Sono prigioniera” scrive Serena Lao nelle prime battute del suo libro e poi il virus diventa con descrizione fiabesca un “mostriciattolo”,  non cedendo peraltro all’amara e sbagliata considerazione del mal comune mezzo gaudio quando scrive “Non mi consola affatto realizzare che la collettività dell’intero pianeta sia afflitta dalla medesima calamità”.

L’autrice attinge dalle sue risorse personali desiderando di “dialogare solo con se stessa” riponendo grande importanza al fluire dei pensieri, spesso introspettivi, che permettono di fortificarsi, in via generale, di fronte alle situazioni di disagio e di pericolo di qualsiasi natura.

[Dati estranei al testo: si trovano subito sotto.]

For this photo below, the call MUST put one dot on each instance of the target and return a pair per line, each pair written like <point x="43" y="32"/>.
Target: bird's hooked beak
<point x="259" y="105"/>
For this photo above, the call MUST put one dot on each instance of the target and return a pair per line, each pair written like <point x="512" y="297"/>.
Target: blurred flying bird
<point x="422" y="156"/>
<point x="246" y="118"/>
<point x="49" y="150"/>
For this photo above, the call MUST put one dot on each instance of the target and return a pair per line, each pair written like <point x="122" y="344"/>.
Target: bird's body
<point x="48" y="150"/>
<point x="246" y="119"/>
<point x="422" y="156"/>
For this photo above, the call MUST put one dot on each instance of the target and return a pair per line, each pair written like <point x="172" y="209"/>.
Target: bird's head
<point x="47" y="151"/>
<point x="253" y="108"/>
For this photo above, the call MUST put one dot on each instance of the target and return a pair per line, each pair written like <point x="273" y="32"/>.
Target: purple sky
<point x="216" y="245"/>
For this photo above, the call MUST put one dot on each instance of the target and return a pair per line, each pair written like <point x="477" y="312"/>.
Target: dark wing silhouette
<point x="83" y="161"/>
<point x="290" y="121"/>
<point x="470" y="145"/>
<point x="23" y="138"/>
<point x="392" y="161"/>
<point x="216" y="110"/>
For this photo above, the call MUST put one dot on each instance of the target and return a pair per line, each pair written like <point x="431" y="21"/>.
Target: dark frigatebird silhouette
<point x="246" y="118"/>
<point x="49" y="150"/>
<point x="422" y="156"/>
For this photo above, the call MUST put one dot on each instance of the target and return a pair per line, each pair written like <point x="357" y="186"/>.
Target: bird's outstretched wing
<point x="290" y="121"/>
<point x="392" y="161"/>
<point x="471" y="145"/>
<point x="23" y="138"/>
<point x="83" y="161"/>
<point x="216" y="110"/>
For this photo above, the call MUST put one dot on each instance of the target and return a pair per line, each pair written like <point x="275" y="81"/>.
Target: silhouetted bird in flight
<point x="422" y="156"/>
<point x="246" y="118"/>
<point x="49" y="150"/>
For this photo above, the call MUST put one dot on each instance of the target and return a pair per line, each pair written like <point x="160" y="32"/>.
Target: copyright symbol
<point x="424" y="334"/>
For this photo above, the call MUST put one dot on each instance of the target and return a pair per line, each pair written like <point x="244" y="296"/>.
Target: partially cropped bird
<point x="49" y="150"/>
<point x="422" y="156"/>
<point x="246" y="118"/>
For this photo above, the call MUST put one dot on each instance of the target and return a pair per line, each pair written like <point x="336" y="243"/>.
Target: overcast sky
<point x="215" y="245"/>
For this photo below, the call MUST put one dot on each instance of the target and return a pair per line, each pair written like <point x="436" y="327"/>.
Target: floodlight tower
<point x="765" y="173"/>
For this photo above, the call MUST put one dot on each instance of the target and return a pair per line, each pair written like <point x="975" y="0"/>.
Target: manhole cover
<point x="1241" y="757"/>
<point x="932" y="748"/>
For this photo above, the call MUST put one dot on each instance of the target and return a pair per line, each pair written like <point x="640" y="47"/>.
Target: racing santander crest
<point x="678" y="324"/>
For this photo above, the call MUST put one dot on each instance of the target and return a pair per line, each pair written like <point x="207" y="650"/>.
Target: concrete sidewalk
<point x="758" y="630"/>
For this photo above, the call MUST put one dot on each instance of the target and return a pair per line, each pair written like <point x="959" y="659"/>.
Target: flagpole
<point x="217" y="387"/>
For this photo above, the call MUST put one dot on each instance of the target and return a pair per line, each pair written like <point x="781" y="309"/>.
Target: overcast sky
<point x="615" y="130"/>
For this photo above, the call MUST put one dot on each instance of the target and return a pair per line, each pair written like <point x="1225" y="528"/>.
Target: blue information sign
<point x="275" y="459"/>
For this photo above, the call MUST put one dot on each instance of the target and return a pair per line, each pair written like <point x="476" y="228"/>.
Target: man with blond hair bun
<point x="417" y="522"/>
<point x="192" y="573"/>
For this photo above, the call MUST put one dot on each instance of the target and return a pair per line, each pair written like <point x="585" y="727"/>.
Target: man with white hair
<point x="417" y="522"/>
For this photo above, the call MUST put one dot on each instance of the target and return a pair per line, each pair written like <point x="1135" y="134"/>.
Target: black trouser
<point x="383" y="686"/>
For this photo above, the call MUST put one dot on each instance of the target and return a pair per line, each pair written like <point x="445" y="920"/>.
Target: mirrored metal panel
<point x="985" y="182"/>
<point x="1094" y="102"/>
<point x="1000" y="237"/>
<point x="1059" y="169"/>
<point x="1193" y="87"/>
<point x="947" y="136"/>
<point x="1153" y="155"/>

Citando Jean-Paul Sartre filosofo, scrittore, drammaturgo e critico letterario francese, considerato uno dei più importanti rappresentanti dell'esistenzialismo, “l'esistenza dell'individuo precede l'essenza e che il libero arbitrio esiste”, pertanto l’esistenza, le esperienze di Serena Lao che divengono essenza e, come scrivevo prima, entità che si esprime al meglio di fronte alle tragedie, anche attraversa la giusta elaborazione dei pensieri. Il tutto innestato nel libero arbitrio, concetto filosofico e teologico secondo il quale ogni persona ha il potere di decidere gli scopi del proprio agire e pensare. Considerazione che si innesta con la proliferazione dei complottisti e dei no vax, che Serena Lao affronta con distaccato equilibrio e con la consapevolezza che ciò che è stato fatto andava fatto, seppur con pesanti effetti collaterali. E poi la domanda che tutti ci siamo posti relativa all’evoluzione dei pensieri e dei comportamenti dell’uomo in generale. Sono migliorati o sono peggiorati? Domanda alla quale l'autrice dà una risposta ben precisa nel suo diario personale.

Serena Lao consegna ai lettori uno scritto che contribuisce a ricordare che il progresso nell’ambito medico, con i dovuti distinguo naturalmente, aiuta a vivere meglio, ma nello stesso tempo che la natura, spesso complici scelte scellerate di noi umani, ha ancora la capacità di metterci in seria difficoltà.

Infine un plauso particolare va ascritto alla capacità e al coraggio dell’autrice per avere “umanizzato” il disagio attraverso la narrazione dei suoi reconditi pensieri e delle sue preoccupazioni, che in realtà erano baluardo e corazza contro il virus.

Fede, affetti familiari, amicizia, valori personali mai scalfiti e messi in discussione e tanta pazienza di cui parlava già 200 anni prima della nascita di Gesù Catone il Vecchio “di tutte le virtù umane, la pazienza è la più grande”. Molti anni più tardi anche Giacomo Leopardi, nello "Zibaldone", scriveva che la pazienza è la più eroica delle virtù.